4. On 4/21/2021 at 11:30 AM, an interview was conducted with the Director of Quality (E #1). E #1 stated that she did not report the allegation of sexual abuse to the state because the Hospital policy stated that if you suspect the abuse occurred and then you report the incident to the state.

PATIENT RIGHTS: RESTRAINT OR SECLUSION

Tag No.: A0173

Based on document review and interview, it was determined that for 1 of 3 clinical records reviewed (Pt. #3) for patients in restraints, the Hospital failed to ensure a physician's order for restraints was written.

Findings include:

1. On 4/21/2021, the Hospital's policy titled, "Restraint and Seclusion Management," approved 12/20/2020, was reviewed. The policy required, "...6. Restraints or seclusion are ordered by licensed physicians... Process: 1. Obtain initial order and renewal orders for restraint or seclusion based on patient assessment, and according to the following... Non-violent / Non self destructive behavior restraint: Order renewal frequency required: once daily, every calendar day..."

2. On 4/21/2021, Pt. #3's clinical record was reviewed. Pt. #3 was admitted on 3/31/2021 with diagnoses of chronic heart failure, atrial fibrillation with rapid ventricular response (rapid heart rate) and altered mental status.

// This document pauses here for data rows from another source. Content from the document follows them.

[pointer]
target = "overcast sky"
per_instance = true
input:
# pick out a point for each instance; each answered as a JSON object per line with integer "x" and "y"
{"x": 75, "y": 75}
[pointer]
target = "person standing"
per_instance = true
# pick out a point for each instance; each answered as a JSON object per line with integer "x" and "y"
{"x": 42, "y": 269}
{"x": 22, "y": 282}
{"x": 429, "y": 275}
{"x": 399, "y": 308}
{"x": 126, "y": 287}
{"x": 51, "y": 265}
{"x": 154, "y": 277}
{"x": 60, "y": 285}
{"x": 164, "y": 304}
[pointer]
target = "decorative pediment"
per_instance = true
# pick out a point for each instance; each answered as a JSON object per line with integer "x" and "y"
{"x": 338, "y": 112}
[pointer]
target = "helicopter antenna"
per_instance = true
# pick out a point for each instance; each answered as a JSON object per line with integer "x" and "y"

Pt. #3's nursing notes included Pt. #1 was in non violent restraints continuously from 4/1/2021 at 2:00 AM through 4/21/2021 at 10:00 AM. There was no non violent restraint order written on 4/5/2021.

3. On 4/21/2021 at 10:25 AM, an interview was conducted with a Registered Nurse (E #5). E #5 stated that physician's orders for non violent restraints are written for the calendar day and Pt. #3's non violent restraint order for 4/5/2021 was not written.

PATIENT RIGHTS: RESTRAINT OR SECLUSION

Tag No.: A0187

Based on document review and interview it was determined that for 1 of 6 patients (Pt #6) reviewed for restraints, the Hospital failed to ensure documentation of the patient's condition or symptoms that warranted the use of restraints.

Findings include:

1. The Hospital's policy titled, "Restraint and Seclusion Management" (effective 12/21/2020) shows, " ...Non-violent/non-self destructive behavior restraint ... Order includes reason for restraint and type of restraint ..."

2. On 4/22/2021, Pt #6's clinical record, with an admission date of 4/1/2021, was reviewed. Pt #6's record shows a diagnosis of altered mental status. Pt #6's record shows that she was in restraints on 4/2/2021, 4/3/2021, and 4/4/2021 and was sedated and intubated for three days. Pt #6's chart showed no documentation of the patient's condition or symptoms that warranted the use of restraints.

3. On 4/22/2021 an interview was conducted with a Registered Nurse (E #6). E #6 stated that there was no reason documented for Pt. #6's restraints seen in Pt #6's clinical record.